Benched from the L.M.D.C.
Paul Crotty got an old-fashioned judge’s wig from Kevin Rampe, Lower Manhattan Development Corp. president, as a sendoff Thursday when Crotty bid farewell to his L.M.D.C. board mates to take a federal judge’s seat in New York’s Southern District in Lower Manhattan. Unlike President Bush’s far right wing nominees to the bench, Crotty was rated Grade A Chuck – that is, Sen. Chuck Schumer supported Crotty and his confirmation sailed through the Senate. Crotty added that his old boss, Verizon, is selling its Midtown office and relocating 1,500 employees to 140 West St., Downtown. “It’s a very nice going away present from you!” gushed L.M.D.C. chairperson John Whitehead.

Cocktails and Condos
When it comes to watering holes, high-priced marketing research is worthless compared to the instincts of a politically connected New York attorney. The lawyer in question, Jim Gill, chairperson of the Battery Park City Authority, was at the hole in the ground known as Site 2A Thursday with Gov. George Pataki to congratulate developer Phil Aarons of Millennium Partners for plopping down 236 condos there.

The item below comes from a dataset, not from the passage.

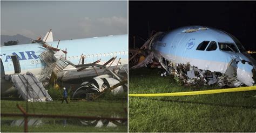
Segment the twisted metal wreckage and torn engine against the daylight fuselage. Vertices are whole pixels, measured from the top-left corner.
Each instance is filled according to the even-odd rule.
[[[47,56],[49,55],[46,53],[49,53],[49,51],[45,51],[45,53],[42,53],[43,56],[41,55],[40,57],[42,57],[42,60],[48,64],[51,61],[47,61]],[[61,51],[59,51],[59,53],[61,53]],[[73,93],[72,98],[85,98],[92,100],[98,98],[99,95],[102,95],[106,91],[111,91],[113,95],[127,92],[127,79],[126,77],[119,75],[120,72],[126,72],[122,63],[119,62],[122,66],[119,68],[117,66],[111,66],[116,57],[112,57],[103,65],[97,64],[100,60],[91,64],[75,65],[68,60],[65,60],[63,58],[64,54],[57,55],[58,58],[56,57],[56,64],[48,64],[50,69],[46,68],[46,70],[48,70],[46,73],[52,73],[53,70],[56,74],[56,82],[74,82],[73,80],[80,79],[82,75],[89,75],[86,77],[85,82],[83,82]],[[55,54],[53,54],[53,56],[55,56]],[[110,65],[106,67],[107,64]],[[65,71],[65,68],[69,68],[69,70]]]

Aarons gave a nod to Gill for his input at the Millennium-developed Ritz-Carlton across the street. Gill convinced Aarons to toss caution to the wind and build a bar on the 14th floor of the Ritz. His advice paid off. Rise, with Hudson views, is ranked as one of the 50 greatest bars in the world, cheered Tim Carey, B.P.C.A. president and C.E.O.

Aarons had other good financial news to celebrate: His bank approved the offering plan at Millennium Tower Residences. Before the tower is out of the ground, one bedrooms will be selling for $705,000, three bedrooms for $1.37 million and four bedrooms for a whopping $1.8 million. We can only hope the residents can afford the Rise martinis with those mortgage payments.

Royal Cove
While Prince Charles is busy draping himself in plaid with his freshly anointed Duchess of Cornwall, one Dutch monarch appears to be taking a lower-profile approach to the royal life. Crown Prince Willem Alexander of the Netherlands will be frolicking about North Cove on Friday morning, hoping to catch a glimpse of the Dutch Volvo Ocean Race boat, which was expected to arrive on Thursday. It’s good to be the prince!